Таир не вмешивался в наш разговор, но слушал с видимым удовольствием. Похоже, ему нравилась эта небольшая семейная разборка. Собственно, как и мне самой. Я так соскучилась по детям, что готова была мирить их, смазывать сбитые колени целебными настойками и дуть на ранки, заговаривая боль.
– Гульфия, мне кажется, что нам пора выпить чаю. Распорядишься накрыть стол на террасе? – попросил хан дочь.
– Да, папенька, – беспрекословно согласилась Глафира и присела перед нами в безупречном книксене, после чего отправилась выполнять поручение.
А Таир вдруг неожиданно ухватил меня за руку, увлёк в какую-то нишу за тяжёлой портьерой и, прижав к стене, впился в губы долгим, страстным поцелуем.
Глава 16
Но как бы глубоко ни погрузилась я в пучину страсти, краем сознания не переставала отслеживать, что происходит в зале.
Вот осторожно скрипнула дверь – явно кто-то заглянул в помещение, потом опасливые шаги и тихий голос:
– Никого!
После чего жизнь в проходном зале дворца вернулась к прежнему режиму. Торопливые шаги спешащих по делам, гул голосов общающихся между собой придворных, а через несколько минут и вовсе кто-то остановился возле нашего укрытия и громко засопел, отдуваясь не то от быстрой ходьбы, не то от жары.
Объятья и напор Таира ослабли, я и поняла: он тоже слышит, что происходит за ненадёжной преградой, укрывающей нас от посторонних взглядов.
Говорить нельзя – даже тишайший шёпот будет услышан тем, кто сопит за портьерой, потому я просто вопросительно выгнула бровь: что дальше, мой господин?
Муж, едва сдерживая смех, скорчил лицо в преувеличенной маске ужаса, а потом вдруг хитро прищурился, и я почувствовала, как он, прижавшись ко мне ещё плотнее, что-то сделал за моей спиной.
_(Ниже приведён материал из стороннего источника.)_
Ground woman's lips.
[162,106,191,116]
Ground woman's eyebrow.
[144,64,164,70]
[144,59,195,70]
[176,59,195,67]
Пол под ногами едва заметно беззвучно дрогнул, а я чуть было не закричала от неожиданности, но губы Таира не дали мне этого сделать.
Несколько мгновений непонятного движения, и хан выпустил меня, прошептав в самое ухо:
– Тайный ход. По нему мы дойдём до моих покоев. Но двигаться надо тихо, как мышки. Есть места, где стены очень тонкие, и нас могут услышать.
Я кивнула и, подхватив подол, осторожно пошла за мужем.
Проход хоть и был пыльным, но освещения и свежего воздуха в нём хватало. Остановившись в одном месте, Таир ткнул пальцем в небольшое отверстие под самым потолком, откуда сочился свет, – в этом рассеянном луче, гонимые сквозняком, кружились искорки пылинок. И таких отдушин по всему проходу было немало.
Шли не торопясь, чтобы неловким, случайным движением не рассекретить своё местоположение и сам тайный ход. Время от времени Таир оборачивался и смотрел на меня с таким довольным выражением лица, что я не могла в ответ ему не улыбнуться. В эти моменты мы были похожи на двух подростков, затеявших шалость, но вдруг понявших, что уединение – это ещё и очень романтично.
После одного из таких переглядов я поняла, что дальше идти не могу – подол платья зацепился за что-то у самого пола. Присесть, чтобы самостоятельно освободиться в узком проёме можно, но крайне неудобно. Да и зачем, когда рядом есть мужчина, который смотрит на тебя глазами влюблённого юноши. Дам ему возможность показать себя героем, решила я и дёрнула Таира за рукав.